Re: [PATCH] udevadm-info: Don't access sysfs 'resource<N>' files
From: Myron Stowe
Date: Tue Mar 19 2013 - 12:58:08 EST
On Mon, 2013-03-18 at 12:59 -0600, Alex Williamson wrote:
> On Mon, 2013-03-18 at 19:25 +0100, BjÃrn Mork wrote:
> > Alex Williamson <alex.williamson@xxxxxxxxxx> wrote:
> > >On Mon, 2013-03-18 at 18:20 +0100, BjÃrn Mork wrote:
> > >> Alex Williamson <alex.williamson@xxxxxxxxxx> writes:
> > >>
> > >> > At least for KVM the kernel fix is the addition of the vfio driver
> > >which
> > >> > gives us a non-sysfs way to do this.
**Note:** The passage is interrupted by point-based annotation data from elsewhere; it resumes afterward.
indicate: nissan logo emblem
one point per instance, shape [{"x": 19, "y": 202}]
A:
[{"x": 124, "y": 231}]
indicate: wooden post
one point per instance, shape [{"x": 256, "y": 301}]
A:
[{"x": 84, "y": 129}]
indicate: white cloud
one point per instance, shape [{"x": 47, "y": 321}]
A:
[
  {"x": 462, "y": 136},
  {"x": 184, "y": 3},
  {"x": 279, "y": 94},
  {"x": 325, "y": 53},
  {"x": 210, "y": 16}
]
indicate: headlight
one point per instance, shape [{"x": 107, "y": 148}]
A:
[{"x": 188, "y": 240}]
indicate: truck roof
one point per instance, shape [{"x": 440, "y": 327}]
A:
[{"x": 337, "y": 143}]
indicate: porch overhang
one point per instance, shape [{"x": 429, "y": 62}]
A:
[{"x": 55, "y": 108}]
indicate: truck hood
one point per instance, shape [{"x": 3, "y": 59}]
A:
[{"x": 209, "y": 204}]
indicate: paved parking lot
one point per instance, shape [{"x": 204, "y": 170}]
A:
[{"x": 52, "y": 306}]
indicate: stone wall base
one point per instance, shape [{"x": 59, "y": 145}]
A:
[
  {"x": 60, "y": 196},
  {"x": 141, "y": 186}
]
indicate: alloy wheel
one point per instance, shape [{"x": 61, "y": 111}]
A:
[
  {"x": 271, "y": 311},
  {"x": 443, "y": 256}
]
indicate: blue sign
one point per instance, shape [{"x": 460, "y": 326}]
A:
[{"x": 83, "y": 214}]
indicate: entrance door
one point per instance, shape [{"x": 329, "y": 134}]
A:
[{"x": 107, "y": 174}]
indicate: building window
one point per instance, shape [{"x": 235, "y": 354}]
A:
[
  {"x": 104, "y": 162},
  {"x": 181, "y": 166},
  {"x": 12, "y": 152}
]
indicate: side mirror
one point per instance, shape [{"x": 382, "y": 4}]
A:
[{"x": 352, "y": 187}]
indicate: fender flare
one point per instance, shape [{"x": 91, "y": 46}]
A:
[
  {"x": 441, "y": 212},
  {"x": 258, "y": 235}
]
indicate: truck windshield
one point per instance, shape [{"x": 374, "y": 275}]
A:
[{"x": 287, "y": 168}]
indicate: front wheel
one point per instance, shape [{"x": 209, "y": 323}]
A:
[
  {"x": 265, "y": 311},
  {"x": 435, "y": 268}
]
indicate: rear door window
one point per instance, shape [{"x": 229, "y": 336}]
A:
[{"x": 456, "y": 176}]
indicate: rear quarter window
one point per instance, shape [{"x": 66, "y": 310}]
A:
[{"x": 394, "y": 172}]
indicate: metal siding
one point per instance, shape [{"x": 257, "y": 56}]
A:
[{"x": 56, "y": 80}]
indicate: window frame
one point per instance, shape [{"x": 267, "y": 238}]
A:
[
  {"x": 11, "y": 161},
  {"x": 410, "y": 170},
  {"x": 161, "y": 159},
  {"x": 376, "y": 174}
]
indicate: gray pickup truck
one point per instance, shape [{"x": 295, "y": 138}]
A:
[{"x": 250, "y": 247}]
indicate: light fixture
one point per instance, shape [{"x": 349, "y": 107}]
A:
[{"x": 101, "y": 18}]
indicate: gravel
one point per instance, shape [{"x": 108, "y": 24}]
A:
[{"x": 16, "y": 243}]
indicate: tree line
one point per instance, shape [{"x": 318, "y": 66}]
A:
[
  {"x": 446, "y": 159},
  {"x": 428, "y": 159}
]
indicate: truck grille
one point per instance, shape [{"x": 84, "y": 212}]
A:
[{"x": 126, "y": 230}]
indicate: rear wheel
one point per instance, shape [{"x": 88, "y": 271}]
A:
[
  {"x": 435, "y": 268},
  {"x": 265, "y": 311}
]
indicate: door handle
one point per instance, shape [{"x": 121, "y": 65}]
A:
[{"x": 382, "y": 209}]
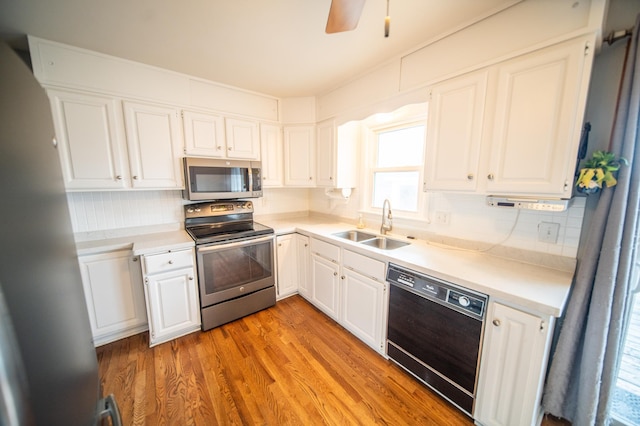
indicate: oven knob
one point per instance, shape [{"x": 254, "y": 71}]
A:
[{"x": 464, "y": 301}]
If this problem was found a
> > >few
> > >> > years later and we were ready to make the switch I'd support just
> > >> > removing these resource files. In the meantime we have userspace
> > >that
> > >> > depends on this interface, so I'm open to suggestions how to fix
> > >it.
> > >>
> > >> I am puzzled by a couple of things in this discussion:
> > >>
> > >> 1) do you seriously mean that a userspace application (any, not just
> > >> udevadm or qemu or whatever) should be able to read and write
> > >these
> > >> registers while the device is owned by a driver? How is that ever
> > >> going to work?
> > >
> > >The expectation is that the user doesn't mess with the device through
> > >pci-sysfs while it's running. This is really no different than config
> > >space or MMIO space in that respect.
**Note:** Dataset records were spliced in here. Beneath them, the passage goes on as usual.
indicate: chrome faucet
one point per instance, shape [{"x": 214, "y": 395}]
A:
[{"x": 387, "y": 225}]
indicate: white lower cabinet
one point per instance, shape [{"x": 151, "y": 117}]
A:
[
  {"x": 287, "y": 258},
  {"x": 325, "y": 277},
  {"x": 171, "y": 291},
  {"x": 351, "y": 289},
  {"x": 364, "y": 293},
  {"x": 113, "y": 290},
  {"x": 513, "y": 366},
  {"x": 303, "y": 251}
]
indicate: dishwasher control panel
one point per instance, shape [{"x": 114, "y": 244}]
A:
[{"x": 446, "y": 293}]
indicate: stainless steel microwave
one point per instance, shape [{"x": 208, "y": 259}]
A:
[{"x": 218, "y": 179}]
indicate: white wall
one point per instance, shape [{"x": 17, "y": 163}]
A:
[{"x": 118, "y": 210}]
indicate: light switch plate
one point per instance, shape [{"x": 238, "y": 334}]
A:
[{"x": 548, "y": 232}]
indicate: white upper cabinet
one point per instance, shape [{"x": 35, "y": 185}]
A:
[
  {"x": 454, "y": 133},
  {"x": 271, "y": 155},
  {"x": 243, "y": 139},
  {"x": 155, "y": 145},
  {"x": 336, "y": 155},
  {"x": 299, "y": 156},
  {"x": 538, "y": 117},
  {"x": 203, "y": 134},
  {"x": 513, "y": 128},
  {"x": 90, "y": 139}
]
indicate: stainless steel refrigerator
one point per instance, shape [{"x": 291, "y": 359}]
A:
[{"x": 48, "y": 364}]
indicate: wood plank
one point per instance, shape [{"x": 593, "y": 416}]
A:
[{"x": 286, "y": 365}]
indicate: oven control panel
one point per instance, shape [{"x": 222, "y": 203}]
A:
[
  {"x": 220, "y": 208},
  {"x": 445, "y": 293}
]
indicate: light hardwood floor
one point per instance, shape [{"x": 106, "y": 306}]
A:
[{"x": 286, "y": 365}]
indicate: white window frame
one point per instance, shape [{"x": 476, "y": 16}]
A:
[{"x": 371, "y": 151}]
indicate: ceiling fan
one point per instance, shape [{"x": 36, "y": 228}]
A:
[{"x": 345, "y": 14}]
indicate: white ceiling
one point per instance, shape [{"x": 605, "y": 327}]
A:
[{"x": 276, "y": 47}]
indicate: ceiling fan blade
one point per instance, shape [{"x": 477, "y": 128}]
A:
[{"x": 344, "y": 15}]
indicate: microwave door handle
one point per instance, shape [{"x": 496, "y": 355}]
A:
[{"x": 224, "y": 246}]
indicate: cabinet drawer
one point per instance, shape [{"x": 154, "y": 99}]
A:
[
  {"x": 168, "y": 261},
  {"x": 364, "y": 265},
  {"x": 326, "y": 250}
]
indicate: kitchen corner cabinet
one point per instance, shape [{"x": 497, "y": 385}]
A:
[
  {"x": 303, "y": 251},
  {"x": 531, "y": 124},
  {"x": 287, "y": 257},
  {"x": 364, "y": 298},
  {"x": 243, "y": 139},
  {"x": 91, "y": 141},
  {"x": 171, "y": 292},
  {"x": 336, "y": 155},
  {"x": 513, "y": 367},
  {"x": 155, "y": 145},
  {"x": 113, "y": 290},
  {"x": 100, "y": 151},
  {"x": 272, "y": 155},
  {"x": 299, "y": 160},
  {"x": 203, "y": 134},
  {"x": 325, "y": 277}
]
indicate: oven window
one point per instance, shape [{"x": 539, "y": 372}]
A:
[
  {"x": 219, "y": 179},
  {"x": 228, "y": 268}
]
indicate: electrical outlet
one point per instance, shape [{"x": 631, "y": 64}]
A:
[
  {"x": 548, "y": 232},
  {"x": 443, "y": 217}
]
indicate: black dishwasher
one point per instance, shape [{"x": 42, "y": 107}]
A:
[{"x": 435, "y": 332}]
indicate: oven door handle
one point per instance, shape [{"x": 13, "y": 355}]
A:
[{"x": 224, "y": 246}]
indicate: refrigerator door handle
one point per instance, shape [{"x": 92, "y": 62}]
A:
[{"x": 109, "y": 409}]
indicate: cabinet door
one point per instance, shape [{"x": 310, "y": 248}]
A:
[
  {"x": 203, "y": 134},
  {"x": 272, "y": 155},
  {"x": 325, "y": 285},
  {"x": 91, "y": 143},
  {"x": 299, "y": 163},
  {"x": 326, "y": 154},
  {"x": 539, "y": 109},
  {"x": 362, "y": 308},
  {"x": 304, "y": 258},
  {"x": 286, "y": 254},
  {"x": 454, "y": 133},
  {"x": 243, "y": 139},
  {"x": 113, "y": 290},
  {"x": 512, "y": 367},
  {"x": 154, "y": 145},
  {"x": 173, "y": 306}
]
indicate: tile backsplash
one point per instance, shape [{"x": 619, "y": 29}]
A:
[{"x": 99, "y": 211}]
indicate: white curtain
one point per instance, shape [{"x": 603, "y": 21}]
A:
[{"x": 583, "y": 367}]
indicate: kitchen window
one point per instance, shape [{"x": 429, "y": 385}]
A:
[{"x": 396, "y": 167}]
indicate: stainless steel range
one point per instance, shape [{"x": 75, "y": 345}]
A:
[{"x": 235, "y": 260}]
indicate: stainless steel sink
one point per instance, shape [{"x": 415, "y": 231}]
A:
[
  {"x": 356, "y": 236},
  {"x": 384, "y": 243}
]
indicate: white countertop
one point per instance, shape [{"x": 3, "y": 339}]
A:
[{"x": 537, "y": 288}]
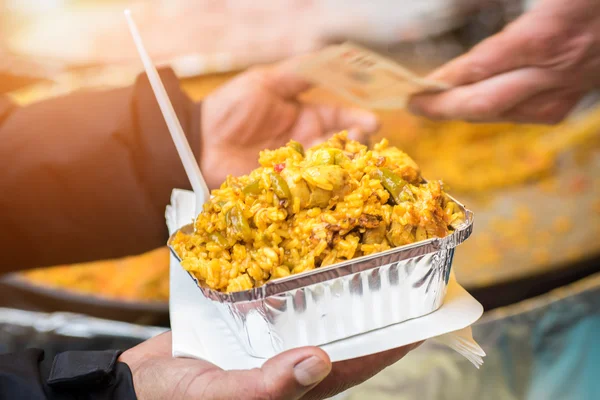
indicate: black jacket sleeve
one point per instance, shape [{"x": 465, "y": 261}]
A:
[
  {"x": 92, "y": 375},
  {"x": 87, "y": 176}
]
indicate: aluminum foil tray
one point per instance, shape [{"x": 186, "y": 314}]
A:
[{"x": 340, "y": 300}]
> > But it is. That's the problem. As a user I expect to be able to run
> > e.g "grep . /sys/devices/whatever/*" with no ill effects. This holds
> > for config space or MMIO space. It does not for any reset-on-read
> > register.
> As a non-admin user you can
> > > You can use setpci to break your
> > >PCI card while it's used by the driver today. The difference is that
> > >MMIO spaces side-step the issue by only allowing mmap and config space
> > >is known not to have read side-effects.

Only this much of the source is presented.